Although conventional wisdom holds that New Lynn is Auckland’s ‘gateway to the west’, I have always found the border to be more appropriately marked by the weird subaquatic sentinels that sprout up from the roundabout on Titirangi Road. Beyond this point, the road narrows, the houses are fewer and further between, and, if your window is rolled down, the smell of the sea gets stronger and stronger.

Scale is of the utmost importance for public sculpture - too small and a work simply doesn’t register, too big and it antagonises. A roundabout - so banal yet so central - is a cracking place to host a work, and the 1993 Waitakere City Council board seems to have agreed. Higgens was a graduating student that year and won the council-sponsored competition with these supersized iterations of her jewelry designs, forms inspired by the lichen that silently inhabits the Waitakere. A testament indeed to the legibility of her forms that they could be so outrageously inflated - first from tiny organisms to jewelry-sized, and then to taller than buildings.

It feels correct to refer to Lisa Higgens’ The Bush Markers so obliquely as ‘the forms in the roundabout’ because anyone, even those who have only passed through the area a handful of times, will recognise them. I do not live in Titirangi but I feel I could draw the three algae stalks recognisably from memory. The community has apparently warmed to them since they were painted - until 2009 they were a somewhat more confronting salmon pink. Originally destined to be removed after five years, they have now inhabited the site for nearly thirty. (And, bizarrely, in 2017 the roundabout was singled out at one of the world’s best by the UK Roundabout Appreciation Society and subsequently featured on its annual calendar, representing December.)

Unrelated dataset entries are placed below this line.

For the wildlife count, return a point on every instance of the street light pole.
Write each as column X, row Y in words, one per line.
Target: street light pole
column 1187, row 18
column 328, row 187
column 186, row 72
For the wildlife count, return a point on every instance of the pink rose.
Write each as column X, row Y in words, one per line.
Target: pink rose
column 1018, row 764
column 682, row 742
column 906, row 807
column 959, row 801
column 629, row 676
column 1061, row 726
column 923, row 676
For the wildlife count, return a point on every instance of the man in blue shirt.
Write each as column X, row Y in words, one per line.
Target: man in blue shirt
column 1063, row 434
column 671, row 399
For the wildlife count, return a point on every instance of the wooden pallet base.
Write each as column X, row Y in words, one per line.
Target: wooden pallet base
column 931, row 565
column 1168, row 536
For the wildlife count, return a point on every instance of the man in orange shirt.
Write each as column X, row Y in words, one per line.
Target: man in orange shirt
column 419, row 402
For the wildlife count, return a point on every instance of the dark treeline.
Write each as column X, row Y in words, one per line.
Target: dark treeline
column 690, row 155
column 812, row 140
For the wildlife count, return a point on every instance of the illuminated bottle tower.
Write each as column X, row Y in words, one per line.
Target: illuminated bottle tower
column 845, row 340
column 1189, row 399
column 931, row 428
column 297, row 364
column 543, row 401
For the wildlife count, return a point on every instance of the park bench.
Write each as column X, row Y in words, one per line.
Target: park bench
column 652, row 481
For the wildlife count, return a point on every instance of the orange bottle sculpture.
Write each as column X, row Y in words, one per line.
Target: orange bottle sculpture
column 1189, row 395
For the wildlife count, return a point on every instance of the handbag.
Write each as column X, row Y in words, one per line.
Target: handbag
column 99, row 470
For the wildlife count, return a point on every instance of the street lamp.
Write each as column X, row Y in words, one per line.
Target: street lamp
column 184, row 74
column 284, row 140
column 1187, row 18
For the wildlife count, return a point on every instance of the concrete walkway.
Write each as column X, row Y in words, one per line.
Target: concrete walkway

And how perfect a pairing of style and substance that is - lichen, actually comprised of at least two organisms (usually a fungus and an algae), flourishes in town and country equally. It can be spotted clinging to coastal rocks or concrete roof tiles, tree bark or asphalt. They are hardy, weather storms and dry spells admirably and without fuss. In hindsight, a more perfect symbol for this liminal junction, this border between bungalows, bush and beach, can’t be imagined. 

Heading into the west woods recently I paused at the crossroad and read Higgens’ work differently. Perhaps the long shadow of Covid-19 restrictions combined with kauri dieback regulations coloured the outing, and I felt that somehow I was being warned away. Like Macbeth’s three witches, their now-anthropomorphised heads bobbed as they riddled, ‘ere the other side we see.